The Australian e-book scene—from PG classics to multimedia books from Interactive Publications
July 26, 2007 | 8:17 am
By David Rothman
If any nation ought to be e-book country, it’s Australia—where physical libraries can be hundreds of miles apart. I’ve never been there but from afar have a special affection for the place, the setting for such literary classics as My Brilliant Career, on which the Judy Davis movie was based. So what’s the deal on the e-book front? The TeleBlog’s Carol Jurd will share her thoughts on this in the near future, with a special emphasis on e-books in K-12. And meanwhile an informative feature story has just come out in the Sydney Morning Herald
“Publishers admit that e-books still make up only a tiny percentage of the annual $1billion plus book trade in Australia,” reports David Adams, who mentions Jon Jermey, a regular on the eBook Community list and a TeleBlog commenter.
Waiting for more Net-hip readers
“I think what you’re facing is a generational change now and you’ve got young people coming through who are much more iPod-savvy and mobile phone-savvy and you’re going to probably see a market begin to grow for that,” Adams quotes Marie McCaskill, chief executive of the Australian Publishing Association. “Most of the publishers are gearing themselves up for that.” Meanwhile publisher Andrew Wilkins talks about the need for better hardware—he’s expecting that one device will the next few years— and the hassles of the Tower of eBabel. Let’s hope that the IDPF can leverage its new epub standard to the max through a logo approach for unencrypted books and go on to address the DRM question.
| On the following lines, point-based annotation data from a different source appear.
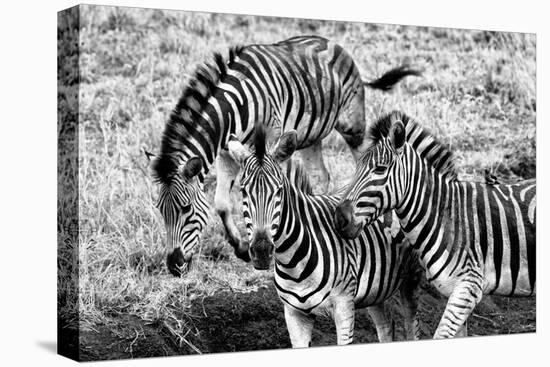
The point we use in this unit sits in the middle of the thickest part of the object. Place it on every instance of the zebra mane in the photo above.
(293, 169)
(435, 153)
(187, 112)
(296, 174)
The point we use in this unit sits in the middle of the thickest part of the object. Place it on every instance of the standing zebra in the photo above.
(472, 238)
(308, 84)
(316, 271)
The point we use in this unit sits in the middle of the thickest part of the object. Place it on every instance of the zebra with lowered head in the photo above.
(316, 271)
(471, 238)
(307, 83)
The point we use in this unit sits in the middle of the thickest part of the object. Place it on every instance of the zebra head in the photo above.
(183, 205)
(376, 185)
(262, 188)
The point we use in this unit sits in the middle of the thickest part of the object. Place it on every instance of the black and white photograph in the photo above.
(230, 183)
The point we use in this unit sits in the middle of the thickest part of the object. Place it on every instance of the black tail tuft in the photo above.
(389, 79)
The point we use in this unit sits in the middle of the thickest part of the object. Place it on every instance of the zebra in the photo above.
(316, 271)
(472, 238)
(305, 83)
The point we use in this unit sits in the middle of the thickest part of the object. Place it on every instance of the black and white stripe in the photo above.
(472, 238)
(305, 83)
(316, 270)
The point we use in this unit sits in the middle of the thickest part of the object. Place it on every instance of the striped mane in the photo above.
(292, 168)
(435, 153)
(187, 112)
(297, 176)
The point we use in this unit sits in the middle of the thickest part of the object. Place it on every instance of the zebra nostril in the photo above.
(175, 262)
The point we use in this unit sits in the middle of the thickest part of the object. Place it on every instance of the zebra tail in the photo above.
(389, 79)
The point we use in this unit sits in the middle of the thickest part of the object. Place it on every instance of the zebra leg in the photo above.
(315, 165)
(409, 300)
(343, 313)
(352, 124)
(465, 296)
(463, 332)
(383, 325)
(300, 327)
(226, 171)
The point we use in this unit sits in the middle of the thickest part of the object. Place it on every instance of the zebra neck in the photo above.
(293, 235)
(228, 111)
(429, 195)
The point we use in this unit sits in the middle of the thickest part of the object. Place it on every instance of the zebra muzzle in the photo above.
(261, 252)
(344, 220)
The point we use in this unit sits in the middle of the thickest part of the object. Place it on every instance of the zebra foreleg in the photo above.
(226, 172)
(312, 158)
(344, 318)
(300, 327)
(381, 321)
(409, 300)
(462, 301)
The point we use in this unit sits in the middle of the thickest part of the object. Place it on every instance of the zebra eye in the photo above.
(380, 169)
(185, 208)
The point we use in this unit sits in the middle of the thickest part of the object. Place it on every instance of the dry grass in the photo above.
(477, 94)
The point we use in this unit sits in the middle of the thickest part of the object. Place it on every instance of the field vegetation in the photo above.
(477, 94)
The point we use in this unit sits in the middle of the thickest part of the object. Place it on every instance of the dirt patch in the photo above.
(232, 321)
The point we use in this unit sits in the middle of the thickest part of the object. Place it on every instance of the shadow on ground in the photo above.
(233, 321)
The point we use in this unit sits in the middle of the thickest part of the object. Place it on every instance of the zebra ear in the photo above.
(150, 156)
(397, 136)
(237, 150)
(286, 146)
(192, 167)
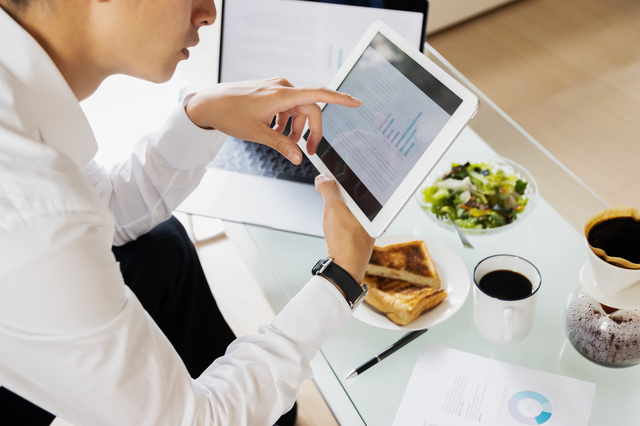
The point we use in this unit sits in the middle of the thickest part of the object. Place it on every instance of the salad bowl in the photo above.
(497, 174)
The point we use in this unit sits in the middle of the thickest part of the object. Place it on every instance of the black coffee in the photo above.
(618, 237)
(506, 285)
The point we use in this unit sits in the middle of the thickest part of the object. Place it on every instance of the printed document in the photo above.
(454, 388)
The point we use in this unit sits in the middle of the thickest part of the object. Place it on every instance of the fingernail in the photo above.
(294, 156)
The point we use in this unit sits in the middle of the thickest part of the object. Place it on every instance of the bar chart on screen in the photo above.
(400, 131)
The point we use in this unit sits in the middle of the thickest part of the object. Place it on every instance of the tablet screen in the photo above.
(371, 149)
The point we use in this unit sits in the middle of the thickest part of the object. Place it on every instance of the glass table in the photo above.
(550, 237)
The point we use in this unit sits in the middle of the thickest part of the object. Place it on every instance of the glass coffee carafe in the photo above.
(602, 317)
(604, 335)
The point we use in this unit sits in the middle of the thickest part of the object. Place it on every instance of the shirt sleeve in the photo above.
(163, 170)
(77, 342)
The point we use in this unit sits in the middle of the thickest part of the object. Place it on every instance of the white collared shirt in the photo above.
(73, 338)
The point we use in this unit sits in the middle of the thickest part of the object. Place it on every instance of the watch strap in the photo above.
(353, 292)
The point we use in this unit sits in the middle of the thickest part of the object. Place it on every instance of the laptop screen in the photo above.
(303, 41)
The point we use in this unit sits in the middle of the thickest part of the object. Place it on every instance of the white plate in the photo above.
(626, 299)
(454, 277)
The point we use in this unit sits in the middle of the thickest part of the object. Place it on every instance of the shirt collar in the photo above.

Who needs to worry about dominant software or devices if everything can read the standards?
Details on Australia’s PG
Surprisingly, the Australian-based eBooks.com, one of the giants of independent e-book retailing, goes unmentioned in the feature story. But the story does point to former Australian librarian Bruce Preston’s site and the Australian Project Gutenberg. The Australian site, founded by retired accountant Colin Choat and visited by more than a million readers last year, has a special interest in promoting Australian classics, but among the most popular titles are Gone with the Wind, Lady Chatterly’s Lover, 1984 and The Great Gatsby. While Hollywood persuaded Australia to stretch out copyright terms, some otherwise-affected classics already online appear to have been grandfathered in.
A little fame for Jon Jermey
About TeleBlogger commenter Jon Jermey, who has digitized some 20 books for Project Gutenberg, the Herald reports he has read more 100 on his Palm PDA, focuses on old detective stories but has a general interest in neglected books. “If I do come across an old book that looks like it’s been neglected and needs to be made more widely available, then I’ll try and do that.”
The Herald piece contains other Gutenberg-related information, which I’ll pass on in a separate post later today.
It also tells about Interactive Publications in Queenland. IP “is not only publishing ebooks that have text, audio and, in some cases, visual elements, but is also publishing interactive books that allow a ‘viewer’ to find their own way through an ebook. Take publisher David Reiter’s work, The Gallery, which was published back in 2000. Based on the metaphor of walking into a large gallery or museum, it allows people to find their way through the work by clicking buttons and hypertext that take them to other places. Dr Reiter…believes digital technologies allow publishers to offer more versions of books as well as offering people a choice of buying some or all of them. ‘That’s the way we see things going,” he says.’” IP charges a reading fee of several hundred dollars (Australian, dollars, presumably) refundable if the house publishes you.